Pakistan: Wütender Mob greift Christen während des Gebets an

Männer, Frauen und Kinder wurden verletzt, als mehrere Bewaffnete am Freitag in ihr Gotteshaus in Punjab, im Nordosten Pakistans, eingedrungen sind. Vertreter der christlichen Partei Massiha Millat beklagen, dass die Polizei nicht gegen die Angreifer vorgeht und Christen nicht pflichtgemäß beschützt.

Am Freitag kam es im Nordosten Pakistans zu einer Attacke gegen christliche Gläubige, berichtet das Nachrichtenportal ucanews.

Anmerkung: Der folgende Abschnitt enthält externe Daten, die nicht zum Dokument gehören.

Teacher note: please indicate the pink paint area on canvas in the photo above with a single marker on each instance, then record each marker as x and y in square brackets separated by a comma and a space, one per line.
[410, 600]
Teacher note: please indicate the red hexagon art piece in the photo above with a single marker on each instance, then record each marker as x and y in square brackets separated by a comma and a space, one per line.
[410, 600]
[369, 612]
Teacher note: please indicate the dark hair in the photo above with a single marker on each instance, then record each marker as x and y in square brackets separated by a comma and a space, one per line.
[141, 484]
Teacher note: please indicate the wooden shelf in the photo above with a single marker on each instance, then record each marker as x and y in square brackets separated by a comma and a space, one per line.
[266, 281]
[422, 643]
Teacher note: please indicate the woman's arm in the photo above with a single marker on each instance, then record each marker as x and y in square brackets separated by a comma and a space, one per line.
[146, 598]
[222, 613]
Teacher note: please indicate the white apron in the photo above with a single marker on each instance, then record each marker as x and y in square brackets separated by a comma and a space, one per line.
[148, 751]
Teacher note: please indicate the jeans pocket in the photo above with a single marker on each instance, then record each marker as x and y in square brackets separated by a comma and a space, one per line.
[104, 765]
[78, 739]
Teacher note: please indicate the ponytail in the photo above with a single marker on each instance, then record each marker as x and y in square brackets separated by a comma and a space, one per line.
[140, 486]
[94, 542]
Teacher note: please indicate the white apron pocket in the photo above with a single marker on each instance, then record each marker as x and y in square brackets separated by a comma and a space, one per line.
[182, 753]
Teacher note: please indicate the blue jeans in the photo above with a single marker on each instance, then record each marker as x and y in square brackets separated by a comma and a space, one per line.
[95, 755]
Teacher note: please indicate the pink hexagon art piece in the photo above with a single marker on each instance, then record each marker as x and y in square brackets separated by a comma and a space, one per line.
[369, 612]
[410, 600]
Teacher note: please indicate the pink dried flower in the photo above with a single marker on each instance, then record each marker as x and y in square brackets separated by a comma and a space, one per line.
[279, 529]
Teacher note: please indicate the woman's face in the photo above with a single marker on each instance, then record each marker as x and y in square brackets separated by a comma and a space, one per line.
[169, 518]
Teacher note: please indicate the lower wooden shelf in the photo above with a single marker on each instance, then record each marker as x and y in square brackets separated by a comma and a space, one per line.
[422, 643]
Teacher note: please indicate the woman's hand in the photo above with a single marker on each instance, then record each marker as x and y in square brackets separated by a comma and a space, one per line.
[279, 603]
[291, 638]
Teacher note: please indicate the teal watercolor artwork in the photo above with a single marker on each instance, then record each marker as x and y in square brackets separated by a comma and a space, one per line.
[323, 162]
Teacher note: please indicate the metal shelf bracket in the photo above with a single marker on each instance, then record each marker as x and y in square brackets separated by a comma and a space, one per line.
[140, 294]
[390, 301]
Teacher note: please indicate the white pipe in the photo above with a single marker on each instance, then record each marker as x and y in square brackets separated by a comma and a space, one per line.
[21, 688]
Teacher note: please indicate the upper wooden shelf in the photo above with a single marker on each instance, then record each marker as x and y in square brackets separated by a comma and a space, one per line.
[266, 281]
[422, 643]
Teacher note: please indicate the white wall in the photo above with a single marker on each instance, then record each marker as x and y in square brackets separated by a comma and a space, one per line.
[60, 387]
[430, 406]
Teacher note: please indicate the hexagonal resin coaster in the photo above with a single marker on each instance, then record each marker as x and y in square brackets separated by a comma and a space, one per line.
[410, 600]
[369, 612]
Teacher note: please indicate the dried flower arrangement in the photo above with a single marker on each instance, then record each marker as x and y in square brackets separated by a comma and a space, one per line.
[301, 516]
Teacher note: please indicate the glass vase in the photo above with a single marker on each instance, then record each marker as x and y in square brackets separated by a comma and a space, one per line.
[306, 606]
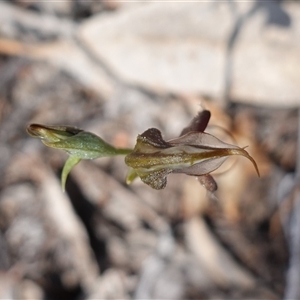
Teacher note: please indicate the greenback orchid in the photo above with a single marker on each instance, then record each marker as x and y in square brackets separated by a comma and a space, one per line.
[194, 153]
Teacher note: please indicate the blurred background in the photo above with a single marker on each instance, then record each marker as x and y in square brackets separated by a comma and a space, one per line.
[117, 68]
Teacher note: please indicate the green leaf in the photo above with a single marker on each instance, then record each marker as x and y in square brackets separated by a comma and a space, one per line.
[69, 164]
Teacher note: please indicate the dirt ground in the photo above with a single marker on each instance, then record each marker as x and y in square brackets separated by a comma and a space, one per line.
[103, 239]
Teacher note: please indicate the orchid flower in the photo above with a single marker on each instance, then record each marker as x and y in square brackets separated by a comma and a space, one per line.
[194, 153]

Mehr als zwei Duzend mit Stöcken bewaffnete Männer haben sich gewaltsam Zutritt zur Kirche verschafft und die Betenden angegriffen. Dabei schlugen sie gleichermaßen auf Männer, Frauen und Kinder ein. Bislang ist die Polizei nicht gegen die Angreifer vorgegangen.

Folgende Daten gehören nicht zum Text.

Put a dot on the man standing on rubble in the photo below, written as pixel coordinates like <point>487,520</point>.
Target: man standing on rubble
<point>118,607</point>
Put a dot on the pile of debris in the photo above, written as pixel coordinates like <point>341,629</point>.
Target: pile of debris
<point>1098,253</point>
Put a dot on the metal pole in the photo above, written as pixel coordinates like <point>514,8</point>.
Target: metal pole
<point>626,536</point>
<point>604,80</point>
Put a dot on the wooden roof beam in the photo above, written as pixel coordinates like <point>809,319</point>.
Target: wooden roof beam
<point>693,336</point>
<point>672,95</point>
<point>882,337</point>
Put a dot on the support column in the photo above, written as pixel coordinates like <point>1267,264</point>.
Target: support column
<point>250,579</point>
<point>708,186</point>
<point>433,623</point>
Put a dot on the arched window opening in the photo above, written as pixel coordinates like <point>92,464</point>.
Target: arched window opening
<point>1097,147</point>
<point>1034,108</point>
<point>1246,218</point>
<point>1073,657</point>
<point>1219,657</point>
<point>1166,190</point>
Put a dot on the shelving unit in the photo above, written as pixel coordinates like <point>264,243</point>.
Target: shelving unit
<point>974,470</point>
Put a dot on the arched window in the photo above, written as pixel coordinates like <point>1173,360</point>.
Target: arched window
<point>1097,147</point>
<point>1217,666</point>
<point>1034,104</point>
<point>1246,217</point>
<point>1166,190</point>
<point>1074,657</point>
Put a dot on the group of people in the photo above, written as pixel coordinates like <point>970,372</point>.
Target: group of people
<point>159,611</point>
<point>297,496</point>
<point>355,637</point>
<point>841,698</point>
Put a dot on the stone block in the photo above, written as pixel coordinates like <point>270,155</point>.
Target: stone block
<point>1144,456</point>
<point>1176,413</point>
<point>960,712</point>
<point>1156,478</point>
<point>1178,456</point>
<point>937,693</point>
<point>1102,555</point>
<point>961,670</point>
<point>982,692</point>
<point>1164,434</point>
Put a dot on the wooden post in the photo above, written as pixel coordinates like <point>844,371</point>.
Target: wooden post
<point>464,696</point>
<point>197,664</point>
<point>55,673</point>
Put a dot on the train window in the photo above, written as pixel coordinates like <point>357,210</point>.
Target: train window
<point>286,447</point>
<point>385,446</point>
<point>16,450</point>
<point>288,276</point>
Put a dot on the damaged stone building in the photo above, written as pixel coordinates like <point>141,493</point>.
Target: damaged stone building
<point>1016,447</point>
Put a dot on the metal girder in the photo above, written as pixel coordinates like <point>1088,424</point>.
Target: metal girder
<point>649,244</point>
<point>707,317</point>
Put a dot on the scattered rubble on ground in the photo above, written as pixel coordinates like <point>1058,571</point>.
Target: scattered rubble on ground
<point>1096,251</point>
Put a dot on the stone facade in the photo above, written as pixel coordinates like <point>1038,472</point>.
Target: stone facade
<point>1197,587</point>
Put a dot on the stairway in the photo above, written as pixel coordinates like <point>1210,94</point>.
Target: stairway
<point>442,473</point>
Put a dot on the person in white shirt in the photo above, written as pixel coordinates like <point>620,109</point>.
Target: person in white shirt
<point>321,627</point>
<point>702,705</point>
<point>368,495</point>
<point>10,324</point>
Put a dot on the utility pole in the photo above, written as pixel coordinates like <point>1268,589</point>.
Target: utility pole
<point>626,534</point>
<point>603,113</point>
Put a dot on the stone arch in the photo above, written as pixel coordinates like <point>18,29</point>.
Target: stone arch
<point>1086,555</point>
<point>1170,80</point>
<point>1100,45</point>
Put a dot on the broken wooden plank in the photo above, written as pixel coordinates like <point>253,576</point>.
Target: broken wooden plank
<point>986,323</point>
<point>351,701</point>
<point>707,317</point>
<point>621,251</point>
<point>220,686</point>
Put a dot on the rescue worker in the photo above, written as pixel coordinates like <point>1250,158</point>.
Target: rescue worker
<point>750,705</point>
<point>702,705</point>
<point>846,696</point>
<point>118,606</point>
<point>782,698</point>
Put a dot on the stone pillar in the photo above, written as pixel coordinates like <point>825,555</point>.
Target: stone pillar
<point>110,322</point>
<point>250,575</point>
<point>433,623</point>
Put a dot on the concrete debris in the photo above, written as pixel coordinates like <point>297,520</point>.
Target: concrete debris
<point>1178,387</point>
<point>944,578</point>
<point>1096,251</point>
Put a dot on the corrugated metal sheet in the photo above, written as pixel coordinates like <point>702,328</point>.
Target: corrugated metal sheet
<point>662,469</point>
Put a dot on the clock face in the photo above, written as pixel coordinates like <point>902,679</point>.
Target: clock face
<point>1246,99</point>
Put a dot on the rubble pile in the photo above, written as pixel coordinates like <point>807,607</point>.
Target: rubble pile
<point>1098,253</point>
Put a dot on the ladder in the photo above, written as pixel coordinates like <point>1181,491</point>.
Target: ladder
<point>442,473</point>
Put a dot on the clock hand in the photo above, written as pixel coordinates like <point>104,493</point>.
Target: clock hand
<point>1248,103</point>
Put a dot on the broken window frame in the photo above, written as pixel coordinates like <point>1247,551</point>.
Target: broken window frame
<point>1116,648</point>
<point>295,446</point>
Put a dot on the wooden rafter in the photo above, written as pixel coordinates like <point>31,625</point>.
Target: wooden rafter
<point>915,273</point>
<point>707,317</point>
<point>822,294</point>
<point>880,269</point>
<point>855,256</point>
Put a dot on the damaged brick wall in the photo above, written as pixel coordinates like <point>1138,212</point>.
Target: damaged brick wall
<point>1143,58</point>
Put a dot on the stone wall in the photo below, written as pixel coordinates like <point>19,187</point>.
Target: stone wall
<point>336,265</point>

Der Attacke ging eine Aktion voraus, bei der pro-islamische Slogans auf das Haus eines Christen gesprüht wurden. Auch griff eine Gruppe islamistischer Hardliner die christliche Gemeinde in der zweitgrößten Stadt der Provinz, Faisalabad, an. Daraus resultierten tagelange Auseinandersetzungen mit Waffengewalt. Die Polizei hat mittlerweile fünf der an den Auseinandersetzungen beteiligten Christen festgenommen. Von den muslimischen Angreifern wurde bislang niemand inhaftiert.

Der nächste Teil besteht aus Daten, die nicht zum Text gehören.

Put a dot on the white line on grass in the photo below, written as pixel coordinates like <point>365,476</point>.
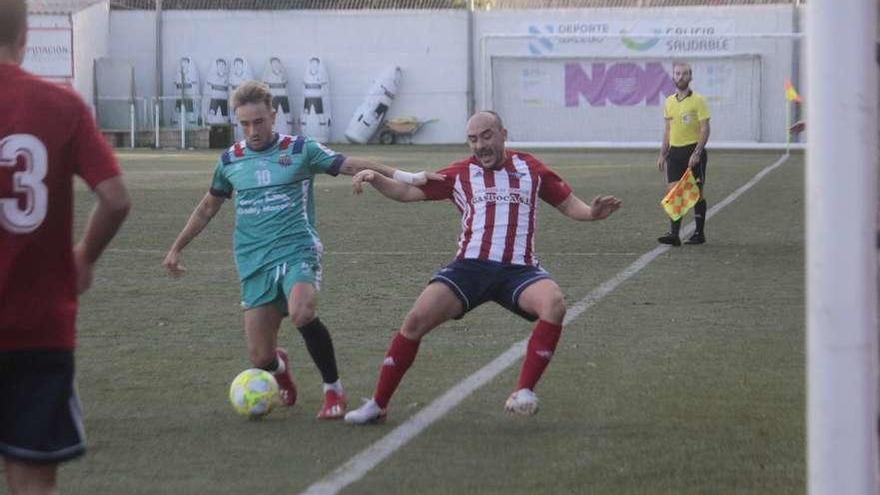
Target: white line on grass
<point>356,467</point>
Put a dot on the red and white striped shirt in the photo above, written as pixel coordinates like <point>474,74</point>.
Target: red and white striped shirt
<point>498,206</point>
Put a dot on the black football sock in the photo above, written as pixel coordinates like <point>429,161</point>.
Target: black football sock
<point>320,347</point>
<point>700,215</point>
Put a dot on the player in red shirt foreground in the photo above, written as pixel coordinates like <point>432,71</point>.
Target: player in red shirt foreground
<point>47,135</point>
<point>496,192</point>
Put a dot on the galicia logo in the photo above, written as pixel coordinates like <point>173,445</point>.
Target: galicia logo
<point>639,46</point>
<point>542,45</point>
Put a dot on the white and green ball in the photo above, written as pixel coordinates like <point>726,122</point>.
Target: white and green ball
<point>253,393</point>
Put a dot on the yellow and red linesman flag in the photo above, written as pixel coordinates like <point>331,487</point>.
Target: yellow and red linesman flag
<point>682,197</point>
<point>791,93</point>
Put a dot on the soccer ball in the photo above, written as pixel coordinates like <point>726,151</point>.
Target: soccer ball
<point>253,393</point>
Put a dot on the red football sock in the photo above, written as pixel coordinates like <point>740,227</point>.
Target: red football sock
<point>542,343</point>
<point>400,355</point>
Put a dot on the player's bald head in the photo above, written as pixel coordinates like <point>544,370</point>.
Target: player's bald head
<point>13,21</point>
<point>485,118</point>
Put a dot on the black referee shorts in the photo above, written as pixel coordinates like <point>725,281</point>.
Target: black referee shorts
<point>677,160</point>
<point>40,415</point>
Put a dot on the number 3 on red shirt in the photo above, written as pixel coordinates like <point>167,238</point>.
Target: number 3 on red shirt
<point>27,183</point>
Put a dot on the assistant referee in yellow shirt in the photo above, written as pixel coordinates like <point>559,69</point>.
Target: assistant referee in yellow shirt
<point>684,143</point>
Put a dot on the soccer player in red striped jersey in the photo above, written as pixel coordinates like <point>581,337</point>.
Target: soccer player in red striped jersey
<point>47,135</point>
<point>497,192</point>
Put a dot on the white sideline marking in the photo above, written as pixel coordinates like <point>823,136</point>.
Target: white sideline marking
<point>359,465</point>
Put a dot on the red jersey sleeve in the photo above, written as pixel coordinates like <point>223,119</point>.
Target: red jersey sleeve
<point>92,156</point>
<point>553,190</point>
<point>436,189</point>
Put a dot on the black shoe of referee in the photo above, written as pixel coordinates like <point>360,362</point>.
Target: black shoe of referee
<point>669,238</point>
<point>697,238</point>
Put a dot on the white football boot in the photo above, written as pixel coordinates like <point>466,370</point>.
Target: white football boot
<point>523,402</point>
<point>370,412</point>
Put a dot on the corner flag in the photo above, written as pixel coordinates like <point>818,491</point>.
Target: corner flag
<point>682,197</point>
<point>791,93</point>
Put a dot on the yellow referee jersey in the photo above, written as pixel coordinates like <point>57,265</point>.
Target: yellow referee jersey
<point>685,117</point>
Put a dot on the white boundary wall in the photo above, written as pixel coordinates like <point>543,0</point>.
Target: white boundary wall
<point>356,46</point>
<point>431,47</point>
<point>91,41</point>
<point>712,38</point>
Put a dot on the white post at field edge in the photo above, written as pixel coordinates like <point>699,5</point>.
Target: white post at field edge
<point>841,204</point>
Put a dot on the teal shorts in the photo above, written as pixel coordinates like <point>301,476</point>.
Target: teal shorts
<point>273,285</point>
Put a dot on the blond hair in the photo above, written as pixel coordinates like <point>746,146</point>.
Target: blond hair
<point>252,92</point>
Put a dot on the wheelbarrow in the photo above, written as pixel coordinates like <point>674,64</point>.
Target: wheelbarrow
<point>401,127</point>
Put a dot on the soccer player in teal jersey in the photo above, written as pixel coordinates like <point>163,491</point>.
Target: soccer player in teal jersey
<point>277,249</point>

Vertreter der christlichen Partei Massiha Millat verurteilten den Anstieg der Gewalt gegen religiöse Minderheiten. Die Regierung in Punjab habe in ihrer Pflicht versagt, Christen in Punjab zu beschützen.

Christen bilden in Pakistan eine Minderheit. Über 96 Prozent der Einwohner sind Muslime, andere Religionen sind kaum oder gar nicht erfasst. In dem Dorf, in dem der Angriff stattfand, leben gut 200 christliche Familien.